A Delaware judge ruled Tuesday that tech billionaire Elon Musk will not get the $55 billion compensation package approved by Tesla’s Board of Directors.
“Was the richest person in the world overpaid?” read the first line of the 201-page Post Trial Opinion written by Chancellor Kathaleen St. Jude McCormick, who oversaw the case.
The case was filed by Tesla shareholder Richard J. Tornetta on behalf of all company shareholders back in April 2023.
Tornetta accused Musk and his board of breaching their fiduciary duties by awarding the billionaire a performance-based equity-compensation plan worth roughly $55 billion.
McCormick described the plan “as the largest potential compensation opportunity ever observed in public markets by multiple orders of magnitude.”
The total amount would be “250 times larger than the contemporaneous median peer compensation plan,” she wrote.
Musk's public statement in response to the ruling? The Tesla co-founder and CEO posted on his X social media platform, "Never incorporate your company in the state of Delaware."
After “1,704 trial exhibits, live testimony from nine fact and four expert witnesses, video testimony from three fact witnesses, deposition testimony from 23 fact and five expert witnesses, and 255 stipulations of fact,” McCormick said Musk and his team failed to meet its burden of “proving that the compensation plan was fair” during the five-day long trial.

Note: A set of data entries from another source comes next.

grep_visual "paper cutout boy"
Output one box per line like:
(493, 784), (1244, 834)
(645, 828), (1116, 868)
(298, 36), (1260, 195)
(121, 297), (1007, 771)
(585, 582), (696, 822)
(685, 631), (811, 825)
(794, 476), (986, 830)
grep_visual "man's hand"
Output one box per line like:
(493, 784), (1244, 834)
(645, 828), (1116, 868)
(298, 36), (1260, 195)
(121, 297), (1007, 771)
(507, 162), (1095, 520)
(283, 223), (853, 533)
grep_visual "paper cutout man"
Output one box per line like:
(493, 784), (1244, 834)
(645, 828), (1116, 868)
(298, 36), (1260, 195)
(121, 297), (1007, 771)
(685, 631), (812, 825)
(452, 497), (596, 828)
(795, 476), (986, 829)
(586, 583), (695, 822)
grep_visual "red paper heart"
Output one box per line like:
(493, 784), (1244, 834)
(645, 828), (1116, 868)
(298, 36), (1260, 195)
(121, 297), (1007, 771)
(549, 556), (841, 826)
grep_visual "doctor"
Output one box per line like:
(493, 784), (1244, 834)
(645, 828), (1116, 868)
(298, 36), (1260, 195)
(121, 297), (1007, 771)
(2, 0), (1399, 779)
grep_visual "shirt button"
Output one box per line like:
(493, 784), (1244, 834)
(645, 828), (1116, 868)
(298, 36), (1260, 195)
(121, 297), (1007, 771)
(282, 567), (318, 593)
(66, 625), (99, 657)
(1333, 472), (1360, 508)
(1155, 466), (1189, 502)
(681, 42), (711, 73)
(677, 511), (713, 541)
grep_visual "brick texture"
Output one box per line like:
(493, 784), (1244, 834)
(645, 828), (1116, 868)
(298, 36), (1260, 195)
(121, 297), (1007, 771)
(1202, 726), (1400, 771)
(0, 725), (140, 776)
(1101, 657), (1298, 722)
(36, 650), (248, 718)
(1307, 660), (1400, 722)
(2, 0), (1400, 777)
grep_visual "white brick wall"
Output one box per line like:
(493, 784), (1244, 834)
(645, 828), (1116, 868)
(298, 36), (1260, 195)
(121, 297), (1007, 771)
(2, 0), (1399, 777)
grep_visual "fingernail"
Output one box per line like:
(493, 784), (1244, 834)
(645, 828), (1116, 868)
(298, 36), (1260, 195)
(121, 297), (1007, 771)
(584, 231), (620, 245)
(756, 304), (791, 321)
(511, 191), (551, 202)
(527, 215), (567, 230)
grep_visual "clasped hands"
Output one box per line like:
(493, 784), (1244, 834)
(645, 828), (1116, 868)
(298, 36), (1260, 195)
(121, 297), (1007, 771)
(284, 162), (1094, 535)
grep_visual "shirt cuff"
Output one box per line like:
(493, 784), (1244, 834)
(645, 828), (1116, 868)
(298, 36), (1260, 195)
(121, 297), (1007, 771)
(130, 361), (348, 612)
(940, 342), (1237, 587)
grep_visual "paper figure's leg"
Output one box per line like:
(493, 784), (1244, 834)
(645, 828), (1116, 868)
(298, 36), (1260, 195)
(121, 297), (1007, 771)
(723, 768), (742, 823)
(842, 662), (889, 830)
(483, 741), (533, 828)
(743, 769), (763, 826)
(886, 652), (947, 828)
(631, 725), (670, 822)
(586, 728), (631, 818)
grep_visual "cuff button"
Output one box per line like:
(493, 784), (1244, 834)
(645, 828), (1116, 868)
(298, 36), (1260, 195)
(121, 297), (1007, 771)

Instead, McCormick said she found the Board’s negotiations process “deeply flawed” due to the fact that Musk had extensive ties with those “tasked with negotiating on Tesla’s behalf.”
One board member had been doing business with Musk for over 20 years, another accompanied Musk on personal vacations, she wrote, calling the entire process a “conflicted-controller transaction,” which was not fully disclosed to the stockholder vote.
The 'Weinberger Factors'
There were three key points used to determine if the deal was fair, McCormick said in the post trial opinion, citing US corporate law case Weinberger v. UOP, Inc., 457 A.2d 701, (Del.1983).
The “Weinberger factors” are known as “how the deal was initiated and timed, how it was structured and negotiated, and how it was approved."
On Factor 1, McCormick said Musk “repeatedly and unilaterally manipulated the timeline of the negotiation process.”
For Factor 2, not only was there a lack of arm’s length negotiations, but the process was considered by board members to be “a cooperative and collaborative one.”
And finally, Factor 3, the negotiations failed to provide any procedural protections such as “the approval of an independent board negotiating committee or a majority of the minority vote.”
As of January 2024, Musk is the richest person in the world, with a net worth of $229 billion, according to Investopedia.